Through the subtle mixing of body and mind, it finally forms a kind of [obsessive-compulsive disorder of drugs], and the user’s life begins to be involved in the behavior of searching for drugs.
Who is more likely to rely on sleeping pills?
There are individual differences in people’s tolerance to drugs.
Some patients will not show drug tolerance after using therapeutic doses of sedative and hypnotic drugs for a long time. However, some patients are continuously using sedative and hypnotic drugs for more than 3 weeks. When the treatment is suddenly interrupted, a series of symptoms, anxiety, severe insomnia and limb tremor may occur. In particular, patients with psychological depression, strong psychological defense mechanism and slight social function impairment are more likely to be dependent.
High dosage and long medication time are also easy to cause dependence. In order to relieve these discomforts, people often take these drugs again.
The human body will have a considerable degree of tolerance to benzodiazepines, the dosage must be gradually increased, and the withdrawal period after drug withdrawal will be correspondingly prolonged.
In addition, benzodiazepines can also enhance the inhibitory effect of the central nervous system, which may prevent the brain from remembering and absorbing new information. At the same time, benzodiazepines, if used in combination with other sedatives, may inhibit breathing and cause life danger.
Based on this situation, researchers have developed new drugs that have less negative effects than ordinary benzodiazepines and relatively do not affect the brain’s compensation system. The life span of the new drugs in the human body is very short, and the efficacy of the drugs will weaken within a few hours, so it is believed that tolerance and dependence will not occur.

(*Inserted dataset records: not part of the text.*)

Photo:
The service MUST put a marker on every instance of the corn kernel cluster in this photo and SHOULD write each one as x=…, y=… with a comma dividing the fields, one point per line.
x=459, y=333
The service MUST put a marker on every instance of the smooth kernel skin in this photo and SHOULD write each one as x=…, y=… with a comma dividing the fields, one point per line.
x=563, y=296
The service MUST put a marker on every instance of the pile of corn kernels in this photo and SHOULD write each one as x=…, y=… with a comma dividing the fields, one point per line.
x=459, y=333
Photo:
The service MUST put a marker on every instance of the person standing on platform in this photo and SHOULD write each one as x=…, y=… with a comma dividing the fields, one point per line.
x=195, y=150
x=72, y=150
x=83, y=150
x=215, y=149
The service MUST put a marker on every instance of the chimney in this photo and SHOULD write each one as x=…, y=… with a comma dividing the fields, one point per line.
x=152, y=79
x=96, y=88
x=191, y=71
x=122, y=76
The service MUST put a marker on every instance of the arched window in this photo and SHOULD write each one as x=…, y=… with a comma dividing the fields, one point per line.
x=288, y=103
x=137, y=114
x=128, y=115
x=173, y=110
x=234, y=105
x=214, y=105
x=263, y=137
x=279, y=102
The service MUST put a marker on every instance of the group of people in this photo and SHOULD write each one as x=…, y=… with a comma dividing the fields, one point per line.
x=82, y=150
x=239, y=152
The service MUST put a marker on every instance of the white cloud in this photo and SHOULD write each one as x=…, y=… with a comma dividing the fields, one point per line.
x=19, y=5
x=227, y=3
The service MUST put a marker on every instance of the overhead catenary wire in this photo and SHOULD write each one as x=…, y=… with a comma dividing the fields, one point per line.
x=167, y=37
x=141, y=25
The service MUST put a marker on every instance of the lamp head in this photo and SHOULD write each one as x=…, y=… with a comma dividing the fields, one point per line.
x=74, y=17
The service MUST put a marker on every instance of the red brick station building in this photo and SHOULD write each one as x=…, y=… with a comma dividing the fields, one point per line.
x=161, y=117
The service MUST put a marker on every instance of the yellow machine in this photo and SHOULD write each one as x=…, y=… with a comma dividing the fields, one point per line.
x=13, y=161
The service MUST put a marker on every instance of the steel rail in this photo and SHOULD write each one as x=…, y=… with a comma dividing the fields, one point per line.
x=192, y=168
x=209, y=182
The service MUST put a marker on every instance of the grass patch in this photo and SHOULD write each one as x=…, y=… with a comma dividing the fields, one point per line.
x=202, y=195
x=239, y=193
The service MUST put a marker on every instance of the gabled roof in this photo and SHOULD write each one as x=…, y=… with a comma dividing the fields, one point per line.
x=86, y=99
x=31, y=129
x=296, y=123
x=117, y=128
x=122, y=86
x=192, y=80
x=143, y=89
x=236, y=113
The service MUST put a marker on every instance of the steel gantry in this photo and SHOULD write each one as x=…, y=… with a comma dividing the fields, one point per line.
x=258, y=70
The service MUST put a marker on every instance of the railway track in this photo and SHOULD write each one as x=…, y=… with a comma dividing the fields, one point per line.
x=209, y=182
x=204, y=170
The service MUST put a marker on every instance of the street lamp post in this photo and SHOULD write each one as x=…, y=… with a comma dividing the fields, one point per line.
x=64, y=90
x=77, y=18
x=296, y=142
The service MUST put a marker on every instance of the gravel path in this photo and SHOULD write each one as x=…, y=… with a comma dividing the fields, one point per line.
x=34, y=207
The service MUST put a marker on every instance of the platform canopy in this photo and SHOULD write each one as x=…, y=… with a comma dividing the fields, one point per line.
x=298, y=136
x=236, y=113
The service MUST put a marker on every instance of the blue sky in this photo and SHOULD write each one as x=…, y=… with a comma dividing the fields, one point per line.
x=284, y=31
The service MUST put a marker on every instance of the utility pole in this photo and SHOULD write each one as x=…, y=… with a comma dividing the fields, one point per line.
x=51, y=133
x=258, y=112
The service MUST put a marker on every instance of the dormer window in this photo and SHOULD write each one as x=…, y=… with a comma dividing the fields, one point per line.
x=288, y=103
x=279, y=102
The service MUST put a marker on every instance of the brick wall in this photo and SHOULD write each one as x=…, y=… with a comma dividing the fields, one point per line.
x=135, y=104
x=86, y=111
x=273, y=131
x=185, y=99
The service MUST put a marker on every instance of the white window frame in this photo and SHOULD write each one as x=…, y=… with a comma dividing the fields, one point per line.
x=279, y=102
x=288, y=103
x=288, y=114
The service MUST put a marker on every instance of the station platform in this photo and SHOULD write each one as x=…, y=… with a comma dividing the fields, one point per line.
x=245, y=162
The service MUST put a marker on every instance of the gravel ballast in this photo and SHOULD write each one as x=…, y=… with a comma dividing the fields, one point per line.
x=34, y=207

The specific drug selection plan requires consultation with a psychiatrist.
Reasonable dressing change, gradual drug reduction and comprehensive treatment
Whether sedative drugs can be successfully stopped or not is related to factors such as the patient’s previous drug use pattern, the severity of insomnia, the withdrawal plan and the patient’s personality characteristics.
In fact, as long as the doctor’s advice is followed and the drug is stopped in a planned way, there will still be no dependence.
The general withdrawal plan is as follows:
1. Gradually reduce the amount until the drug is stopped.
In order to prevent physical reactions such as rebound insomnia caused by sudden withdrawal of drugs, gradual reduction method is the best withdrawal method.
That is to say, drugs that lead to dependence will be phased out in a planned way until they are completely stopped.
If the patient takes several sedative drugs at the same time or alternately, he should first try to gradually reduce to a single drug, and then gradually reduce the dose until the drug is stopped.
2. Replacing short half-life drugs with long half-life drugs
Short half-life benzodiazepines, such as triazolam and midazolam, have severe withdrawal symptoms and appear faster. Long half-life benzodiazepines, such as diazepam, nitrodiazepam, clonazepam, etc., have slower and lighter withdrawal symptoms.
Therefore, sedatives with longer half-lives should be selected to replace sedatives with shorter half-lives, and then gradually reduced.
The reduction process will be a relatively long period of time. At the same time, assisted psychotherapy can stabilize emotions and improve compliance.
3. Adjuvant and supportive therapy
Recent studies have shown that the effect of anti-anxiety drugs on withdrawal syndrome is relatively good.
Active psychotherapy is the key to success.
Patients should be involved in the whole treatment plan, and the correct use method of sedative drugs should be introduced to them. According to the generation of tolerance and possible adverse reactions after drug withdrawal, patients should be fully prepared and actively cooperate with treatment, which can eliminate anxiety, stabilize emotions and improve compliance.
However, after successful withdrawal of drugs, regular follow-up observation of patients is helpful to prevent recurrence.